Publicly available vulnerability data can be a goldmine for insights into how DevOps and DevSecOps teams can prioritize threats and improve security across the pipeline. With this in mind, Inigo recently performed a deep-dive analysis of known vulnerabilities affecting GraphQL components—including GraphQL clients such as Relay and GraphQL servers such as Apollo, Graphene, Ariadne, GitLab Enterprise, Magento and others. Our main data sources for this investigation were the MITRE CVE database and the HackerOne Hacktivity portal.
Analysis and Findings From the MITRE CVE Database
First, a few caveats about the MITRE CVE database. While it’s considered the source of truth for CVEs and the best data source available for understanding these vulnerabilities, it has its limits. Not every vulnerability gets reported, and not every reported vulnerability gets an assigned CVE identifier. Vulnerabilities generally receive a CVE identifier when an impacted software vendor or researcher recognizes a vulnerability and files a CVE request with MITRE. Large software vendors including GitLab, GitHub, Adobe and many more also serve as CVE Numbering Authority (CNA) partners, authorizing them to issue CVE identifiers themselves (often only for the scope of their own software). All this is to say that the MITRE CVE database is a strong data source for our analysis, but it shouldn’t be considered comprehensive.
Inigo started its investigation by searching the MITRA CVE database for the term “GraphQL,” revealing 45 CVE records (at the time of the research) relevant to GraphQL clients, servers, and other components. Interestingly, the first tracked GraphQL vulnerability was CVE-2019-1000011 from 2019: Most likely not the first vulnerability ever discovered in GraphQL software, but the oldest available in this database.
Researchers were curious to know which classes of GraphQL vulnerabilities were most common, and which GraphQL software has the most known CVEs. The following chart displays the results of the analysis answering the first question.
Authorization bypass vulnerabilities are far and away the most common vulnerability class, and a majority representing 54.8% of all GraphQL vulnerabilities. At 16.7%, denial-of-service (DoS) vulnerabilities stand out as the second most common vulnerability class, followed by information disclosure (9.5%), code execution (7.1%), cross-site request forgery (CSRF) (7.1%) and injection (4.8%).
Analysis into which GraphQL software has the most CVEs revealed the following:
To be clear, these findings don’t necessarily speak to how hardened or how safe a particular GraphQL component is. Popular GraphQL servers simply draw more attention and have more eyeballs searching for vulnerabilities, whether they belong to attackers or security personnel. While this fact skews these results, viewing this data at a glance remains interesting.
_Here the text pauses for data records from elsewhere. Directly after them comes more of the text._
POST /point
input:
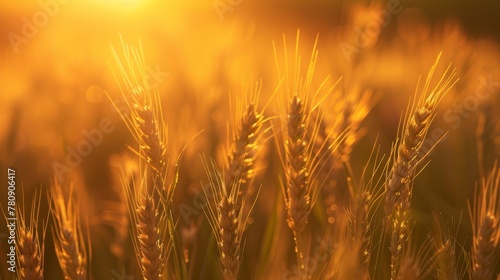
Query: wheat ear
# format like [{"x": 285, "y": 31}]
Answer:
[
  {"x": 444, "y": 258},
  {"x": 359, "y": 212},
  {"x": 414, "y": 131},
  {"x": 30, "y": 248},
  {"x": 486, "y": 227},
  {"x": 406, "y": 158},
  {"x": 301, "y": 165},
  {"x": 68, "y": 236},
  {"x": 240, "y": 163},
  {"x": 150, "y": 204},
  {"x": 227, "y": 221}
]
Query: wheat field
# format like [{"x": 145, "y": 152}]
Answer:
[{"x": 143, "y": 139}]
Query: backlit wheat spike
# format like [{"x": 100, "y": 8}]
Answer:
[
  {"x": 486, "y": 227},
  {"x": 144, "y": 118},
  {"x": 69, "y": 241},
  {"x": 299, "y": 101},
  {"x": 243, "y": 150},
  {"x": 407, "y": 155},
  {"x": 359, "y": 212},
  {"x": 227, "y": 221},
  {"x": 149, "y": 228},
  {"x": 444, "y": 253},
  {"x": 415, "y": 127},
  {"x": 414, "y": 264},
  {"x": 30, "y": 248}
]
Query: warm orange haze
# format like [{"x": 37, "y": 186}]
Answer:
[{"x": 238, "y": 139}]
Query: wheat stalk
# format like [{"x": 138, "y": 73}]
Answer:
[
  {"x": 68, "y": 236},
  {"x": 444, "y": 256},
  {"x": 239, "y": 168},
  {"x": 409, "y": 153},
  {"x": 301, "y": 165},
  {"x": 226, "y": 218},
  {"x": 486, "y": 228},
  {"x": 415, "y": 127},
  {"x": 29, "y": 248},
  {"x": 358, "y": 213},
  {"x": 150, "y": 204}
]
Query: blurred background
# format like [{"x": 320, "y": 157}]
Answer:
[{"x": 56, "y": 65}]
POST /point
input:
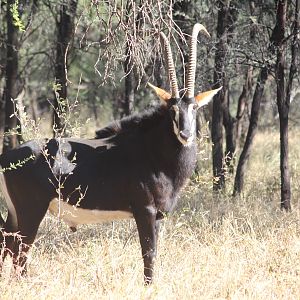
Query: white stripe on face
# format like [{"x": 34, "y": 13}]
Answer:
[{"x": 191, "y": 121}]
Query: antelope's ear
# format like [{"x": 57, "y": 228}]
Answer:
[
  {"x": 204, "y": 98},
  {"x": 162, "y": 94}
]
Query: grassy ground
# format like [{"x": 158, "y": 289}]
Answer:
[{"x": 209, "y": 248}]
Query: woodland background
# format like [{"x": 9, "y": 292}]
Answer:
[{"x": 72, "y": 66}]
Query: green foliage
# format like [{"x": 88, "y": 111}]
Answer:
[{"x": 16, "y": 16}]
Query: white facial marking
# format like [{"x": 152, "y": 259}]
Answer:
[
  {"x": 73, "y": 215},
  {"x": 9, "y": 203},
  {"x": 191, "y": 121}
]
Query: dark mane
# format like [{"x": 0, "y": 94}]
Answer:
[{"x": 132, "y": 126}]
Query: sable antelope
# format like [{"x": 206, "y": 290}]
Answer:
[{"x": 135, "y": 168}]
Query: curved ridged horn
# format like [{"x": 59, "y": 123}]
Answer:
[
  {"x": 171, "y": 67},
  {"x": 191, "y": 71}
]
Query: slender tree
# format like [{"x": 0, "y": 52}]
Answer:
[
  {"x": 11, "y": 76},
  {"x": 65, "y": 31},
  {"x": 284, "y": 94},
  {"x": 220, "y": 98}
]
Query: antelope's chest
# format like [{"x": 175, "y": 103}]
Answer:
[{"x": 73, "y": 215}]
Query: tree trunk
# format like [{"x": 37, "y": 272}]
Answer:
[
  {"x": 240, "y": 171},
  {"x": 283, "y": 96},
  {"x": 263, "y": 76},
  {"x": 219, "y": 99},
  {"x": 65, "y": 27},
  {"x": 10, "y": 120},
  {"x": 242, "y": 104},
  {"x": 129, "y": 82}
]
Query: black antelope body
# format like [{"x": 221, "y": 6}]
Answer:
[{"x": 134, "y": 169}]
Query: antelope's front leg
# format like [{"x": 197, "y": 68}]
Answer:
[{"x": 146, "y": 224}]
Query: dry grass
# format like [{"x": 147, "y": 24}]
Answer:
[{"x": 209, "y": 248}]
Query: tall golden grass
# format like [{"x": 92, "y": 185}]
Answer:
[{"x": 209, "y": 248}]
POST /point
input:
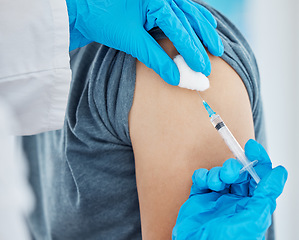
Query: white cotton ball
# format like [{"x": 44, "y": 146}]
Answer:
[{"x": 190, "y": 79}]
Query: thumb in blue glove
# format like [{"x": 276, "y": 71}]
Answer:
[
  {"x": 214, "y": 211},
  {"x": 123, "y": 25}
]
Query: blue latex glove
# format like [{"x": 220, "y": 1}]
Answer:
[
  {"x": 226, "y": 205},
  {"x": 123, "y": 25}
]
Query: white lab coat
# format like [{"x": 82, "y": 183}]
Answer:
[
  {"x": 34, "y": 62},
  {"x": 16, "y": 195}
]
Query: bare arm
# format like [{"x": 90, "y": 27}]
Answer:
[{"x": 172, "y": 136}]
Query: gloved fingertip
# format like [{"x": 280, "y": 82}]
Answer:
[
  {"x": 230, "y": 171},
  {"x": 273, "y": 183},
  {"x": 220, "y": 48},
  {"x": 283, "y": 172}
]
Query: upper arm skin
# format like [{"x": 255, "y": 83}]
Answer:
[{"x": 172, "y": 136}]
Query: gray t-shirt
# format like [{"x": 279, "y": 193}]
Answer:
[{"x": 83, "y": 175}]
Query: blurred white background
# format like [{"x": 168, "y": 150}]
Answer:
[{"x": 272, "y": 29}]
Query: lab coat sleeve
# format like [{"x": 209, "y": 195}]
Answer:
[{"x": 34, "y": 63}]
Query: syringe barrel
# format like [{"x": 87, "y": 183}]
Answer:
[{"x": 233, "y": 145}]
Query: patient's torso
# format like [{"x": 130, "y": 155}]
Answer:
[{"x": 83, "y": 176}]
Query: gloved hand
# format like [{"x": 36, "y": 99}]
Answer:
[
  {"x": 226, "y": 205},
  {"x": 123, "y": 25}
]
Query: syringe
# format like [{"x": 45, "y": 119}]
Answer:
[{"x": 231, "y": 142}]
Analysis and Findings From the HackerOne Vulnerability Database
The HackerOne Hacktivity portal offers a robust database resource that collects information on vulnerabilities as reported by researchers. The analysis looked at public reports of GraphQL vulnerabilities, finding 74 results since 2018.
As the graph shows, identified GraphQL vulnerabilities fell mostly into the authorization class (87%), with DoS (7%) a far second and race condition and session management vulnerabilities each coming in at 2.8%.
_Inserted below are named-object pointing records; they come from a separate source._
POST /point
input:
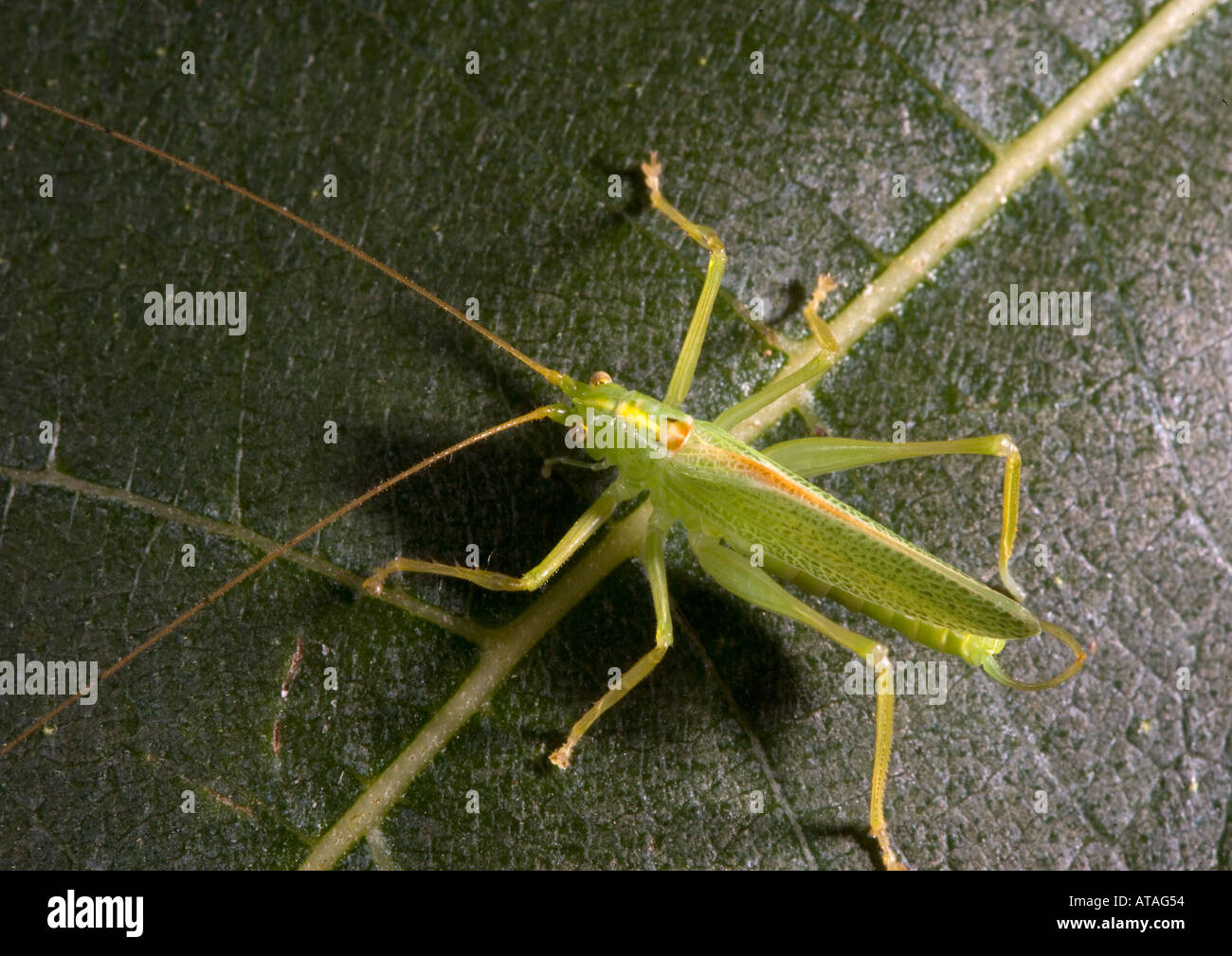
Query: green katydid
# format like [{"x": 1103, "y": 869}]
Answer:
[{"x": 752, "y": 516}]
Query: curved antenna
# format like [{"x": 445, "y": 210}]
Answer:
[
  {"x": 997, "y": 674},
  {"x": 272, "y": 556},
  {"x": 551, "y": 374}
]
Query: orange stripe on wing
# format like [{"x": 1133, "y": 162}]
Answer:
[{"x": 768, "y": 476}]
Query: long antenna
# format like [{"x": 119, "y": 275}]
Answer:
[
  {"x": 270, "y": 557},
  {"x": 551, "y": 374}
]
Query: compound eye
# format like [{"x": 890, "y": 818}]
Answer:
[{"x": 674, "y": 433}]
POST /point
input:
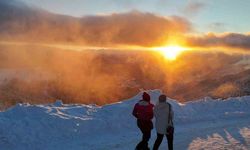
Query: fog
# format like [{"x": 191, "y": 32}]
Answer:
[{"x": 39, "y": 74}]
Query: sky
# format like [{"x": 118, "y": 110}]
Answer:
[{"x": 216, "y": 16}]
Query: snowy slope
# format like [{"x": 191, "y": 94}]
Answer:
[{"x": 204, "y": 124}]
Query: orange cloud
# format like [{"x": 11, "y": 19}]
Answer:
[
  {"x": 130, "y": 28},
  {"x": 230, "y": 40}
]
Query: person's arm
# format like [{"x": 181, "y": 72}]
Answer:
[
  {"x": 155, "y": 112},
  {"x": 135, "y": 111},
  {"x": 151, "y": 115},
  {"x": 172, "y": 115}
]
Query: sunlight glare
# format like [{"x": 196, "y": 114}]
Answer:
[{"x": 171, "y": 52}]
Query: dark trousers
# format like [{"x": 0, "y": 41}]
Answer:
[
  {"x": 143, "y": 145},
  {"x": 170, "y": 138},
  {"x": 145, "y": 127}
]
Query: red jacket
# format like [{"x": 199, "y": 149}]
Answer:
[{"x": 143, "y": 110}]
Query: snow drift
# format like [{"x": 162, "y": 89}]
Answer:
[{"x": 203, "y": 124}]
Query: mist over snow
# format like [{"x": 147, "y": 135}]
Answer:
[{"x": 203, "y": 124}]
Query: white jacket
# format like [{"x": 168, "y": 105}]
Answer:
[{"x": 161, "y": 113}]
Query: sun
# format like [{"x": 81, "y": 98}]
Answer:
[{"x": 171, "y": 52}]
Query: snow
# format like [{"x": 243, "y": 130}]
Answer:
[{"x": 203, "y": 124}]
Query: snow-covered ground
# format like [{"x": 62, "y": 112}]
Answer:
[{"x": 205, "y": 124}]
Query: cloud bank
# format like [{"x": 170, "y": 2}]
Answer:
[{"x": 229, "y": 40}]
Bug bounties offer an interesting and likely influential factor here. Over the 2018-2022 timeframe, bug bounties granted for these vulnerabilities ranged from $250 to more than $20,000. At the same time, authorization vulnerabilities carry a high risk to sensitive data such as personally identifiable information (PII). This drives organizations to place premium bounties on these authorization flaws and motivates security researchers to focus on earning those prizes. Therefore, white-hat hackers will naturally test for authorization flaws first, perhaps leading to their overrepresentation in the data. It’s also important to note that bug bounty programs tend to prohibit testing for DoS vulnerabilities for obvious reasons, possibly reducing their representation here.
Open-Eyed GraphQL Security
For developers, DevOps and security teams tasked with safeguarding GraphQL deployments, the first step is knowing what you’re up against. The findings above should serve as an eye-opener that helps teams to prioritize threats, whether they be authorization, DoS and other classes of GraphQL vulnerabilities. As more and more organizations rush into GraphQL (increasingly migrating from REST APIs), security cannot be put on the back burner. There’s too much at stake, and ensuring the security of GraphQL deployments isn’t nearly as difficult or time-consuming as many teams currently think.